Goodman: "Well, you can take anything I've ever done, and say, what took so long. The fact is, I've accomplished it, and I've accomplished it against tremendous odds, like a salmon swimming upstream."

But Ms. Krueger says Roy Goodman celebrated all these victories in part because State Republicans are worried. They hold a slim, six-seat majority in the Senate?and Mr. Goodman's position is vulnerable. In 1998, he had the weakest showing of any incumbent Senator. This year, according to the group, Citizen Action, Mr. Goodman has spent a millon dollars. That's more than he spent in his 1996 and 1998 campaigns combined. Liz Krueger says the heavily-Democratic district would be better served by her party.

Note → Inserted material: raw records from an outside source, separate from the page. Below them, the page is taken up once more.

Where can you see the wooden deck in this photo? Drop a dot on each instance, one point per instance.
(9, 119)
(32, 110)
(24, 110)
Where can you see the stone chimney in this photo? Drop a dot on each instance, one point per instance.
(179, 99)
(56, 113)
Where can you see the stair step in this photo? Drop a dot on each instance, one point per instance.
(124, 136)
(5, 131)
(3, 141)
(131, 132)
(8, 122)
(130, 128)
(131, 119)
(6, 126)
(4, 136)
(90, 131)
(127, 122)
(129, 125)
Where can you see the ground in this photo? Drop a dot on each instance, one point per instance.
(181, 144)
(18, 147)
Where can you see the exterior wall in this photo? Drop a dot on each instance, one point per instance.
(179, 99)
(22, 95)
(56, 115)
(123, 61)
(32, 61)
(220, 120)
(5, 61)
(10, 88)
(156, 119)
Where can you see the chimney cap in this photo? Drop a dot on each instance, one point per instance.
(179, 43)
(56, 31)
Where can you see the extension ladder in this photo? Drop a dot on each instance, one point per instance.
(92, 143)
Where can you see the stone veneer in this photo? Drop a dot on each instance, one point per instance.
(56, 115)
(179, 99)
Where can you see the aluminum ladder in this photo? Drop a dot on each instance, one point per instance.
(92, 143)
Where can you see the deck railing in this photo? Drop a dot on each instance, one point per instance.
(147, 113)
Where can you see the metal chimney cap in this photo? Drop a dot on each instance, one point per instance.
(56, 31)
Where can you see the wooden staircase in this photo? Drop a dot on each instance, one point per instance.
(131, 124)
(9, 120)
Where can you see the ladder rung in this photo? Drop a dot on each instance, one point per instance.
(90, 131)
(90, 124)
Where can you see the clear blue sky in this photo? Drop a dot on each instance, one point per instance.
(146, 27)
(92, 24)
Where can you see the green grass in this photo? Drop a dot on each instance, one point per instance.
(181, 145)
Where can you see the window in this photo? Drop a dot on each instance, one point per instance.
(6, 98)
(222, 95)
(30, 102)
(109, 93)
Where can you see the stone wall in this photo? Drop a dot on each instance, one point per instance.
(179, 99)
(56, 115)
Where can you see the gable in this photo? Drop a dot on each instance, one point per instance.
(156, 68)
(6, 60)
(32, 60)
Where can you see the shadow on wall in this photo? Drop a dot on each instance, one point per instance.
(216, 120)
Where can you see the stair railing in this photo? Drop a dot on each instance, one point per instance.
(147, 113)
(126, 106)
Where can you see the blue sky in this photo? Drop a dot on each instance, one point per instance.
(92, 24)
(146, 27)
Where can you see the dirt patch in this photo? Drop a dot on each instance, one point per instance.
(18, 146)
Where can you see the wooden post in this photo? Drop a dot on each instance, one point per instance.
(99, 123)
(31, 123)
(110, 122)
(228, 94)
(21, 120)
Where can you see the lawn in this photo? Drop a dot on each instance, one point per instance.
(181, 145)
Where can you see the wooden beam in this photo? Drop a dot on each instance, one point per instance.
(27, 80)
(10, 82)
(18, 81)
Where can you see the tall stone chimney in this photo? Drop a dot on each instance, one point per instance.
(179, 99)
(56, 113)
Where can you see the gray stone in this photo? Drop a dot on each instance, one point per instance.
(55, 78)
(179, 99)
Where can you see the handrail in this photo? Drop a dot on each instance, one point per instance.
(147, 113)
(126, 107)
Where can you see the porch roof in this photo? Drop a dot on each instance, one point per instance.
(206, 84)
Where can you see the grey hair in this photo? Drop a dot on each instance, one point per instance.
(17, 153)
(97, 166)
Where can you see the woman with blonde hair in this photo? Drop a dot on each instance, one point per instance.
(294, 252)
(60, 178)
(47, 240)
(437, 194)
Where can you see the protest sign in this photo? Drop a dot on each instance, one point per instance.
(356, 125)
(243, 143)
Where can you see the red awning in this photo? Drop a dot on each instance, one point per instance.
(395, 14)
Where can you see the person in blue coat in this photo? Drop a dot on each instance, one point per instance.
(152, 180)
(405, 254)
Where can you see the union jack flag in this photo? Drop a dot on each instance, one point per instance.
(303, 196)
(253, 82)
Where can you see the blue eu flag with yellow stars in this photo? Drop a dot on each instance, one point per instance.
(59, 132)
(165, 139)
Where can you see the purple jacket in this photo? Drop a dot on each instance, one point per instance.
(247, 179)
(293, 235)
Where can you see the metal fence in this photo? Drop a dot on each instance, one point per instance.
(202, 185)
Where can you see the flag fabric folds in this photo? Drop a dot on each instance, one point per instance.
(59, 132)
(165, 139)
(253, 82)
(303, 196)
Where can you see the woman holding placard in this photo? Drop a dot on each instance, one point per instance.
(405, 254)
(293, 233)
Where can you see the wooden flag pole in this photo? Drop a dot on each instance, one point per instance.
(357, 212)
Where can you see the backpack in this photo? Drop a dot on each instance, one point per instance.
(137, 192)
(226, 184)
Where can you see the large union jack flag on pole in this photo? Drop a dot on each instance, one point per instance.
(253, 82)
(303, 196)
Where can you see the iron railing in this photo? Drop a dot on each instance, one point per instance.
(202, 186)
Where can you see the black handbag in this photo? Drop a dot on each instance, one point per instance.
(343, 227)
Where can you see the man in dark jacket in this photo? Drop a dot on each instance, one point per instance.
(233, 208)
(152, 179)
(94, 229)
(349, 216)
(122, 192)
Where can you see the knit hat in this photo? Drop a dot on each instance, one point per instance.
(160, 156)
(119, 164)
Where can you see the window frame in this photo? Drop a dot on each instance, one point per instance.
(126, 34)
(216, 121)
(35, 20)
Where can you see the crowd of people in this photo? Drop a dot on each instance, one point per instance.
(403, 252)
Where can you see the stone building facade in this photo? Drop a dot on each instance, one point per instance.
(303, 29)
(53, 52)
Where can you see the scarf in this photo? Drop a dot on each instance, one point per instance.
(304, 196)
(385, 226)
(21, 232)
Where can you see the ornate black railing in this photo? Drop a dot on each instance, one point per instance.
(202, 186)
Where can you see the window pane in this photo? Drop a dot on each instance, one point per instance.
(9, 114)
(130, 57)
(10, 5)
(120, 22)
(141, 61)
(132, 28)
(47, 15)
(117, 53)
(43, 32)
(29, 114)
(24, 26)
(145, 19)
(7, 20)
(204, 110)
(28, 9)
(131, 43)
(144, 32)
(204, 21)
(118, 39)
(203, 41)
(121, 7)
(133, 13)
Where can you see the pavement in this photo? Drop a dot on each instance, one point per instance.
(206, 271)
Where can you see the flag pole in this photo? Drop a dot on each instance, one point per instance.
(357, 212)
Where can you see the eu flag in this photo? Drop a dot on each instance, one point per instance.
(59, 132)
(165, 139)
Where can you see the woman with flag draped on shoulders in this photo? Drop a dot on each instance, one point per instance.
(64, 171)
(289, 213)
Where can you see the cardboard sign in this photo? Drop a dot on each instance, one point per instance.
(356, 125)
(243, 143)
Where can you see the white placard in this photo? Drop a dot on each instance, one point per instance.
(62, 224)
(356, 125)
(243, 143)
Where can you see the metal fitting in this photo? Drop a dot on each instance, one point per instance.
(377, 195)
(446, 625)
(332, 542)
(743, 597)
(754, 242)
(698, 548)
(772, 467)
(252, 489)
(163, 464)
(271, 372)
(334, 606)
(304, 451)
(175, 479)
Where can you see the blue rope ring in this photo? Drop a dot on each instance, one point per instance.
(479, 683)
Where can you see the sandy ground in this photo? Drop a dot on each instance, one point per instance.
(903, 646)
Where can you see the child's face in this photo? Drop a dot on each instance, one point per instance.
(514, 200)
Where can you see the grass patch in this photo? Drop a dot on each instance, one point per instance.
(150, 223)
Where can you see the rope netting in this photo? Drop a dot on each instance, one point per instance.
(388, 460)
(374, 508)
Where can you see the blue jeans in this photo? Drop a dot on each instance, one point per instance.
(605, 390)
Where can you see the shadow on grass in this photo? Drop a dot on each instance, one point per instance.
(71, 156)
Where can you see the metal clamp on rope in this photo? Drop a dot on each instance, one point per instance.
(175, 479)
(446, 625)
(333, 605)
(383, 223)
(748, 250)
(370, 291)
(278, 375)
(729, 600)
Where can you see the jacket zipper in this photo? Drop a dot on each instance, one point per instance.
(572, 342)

Krueger: "Senator Goodman has been majority leadership in the State Senate for his entire career. What are we actually getting out of that that we wouldn't get a better shot at with a greater percentage of Democrats fighting for these issues, or a majority?"

But Ms. Krueger's scenario requires two elements: first, she must beat the incumbent. That's extremely hard to do. In November of 1998, all the incumbents were re-elected. Second, even if Liz Krueger wins, to be effective, her party must gain control of the State Senate. Albany watchers say there's very little chance that will happen. For WNYC, I'm Amy Eddings.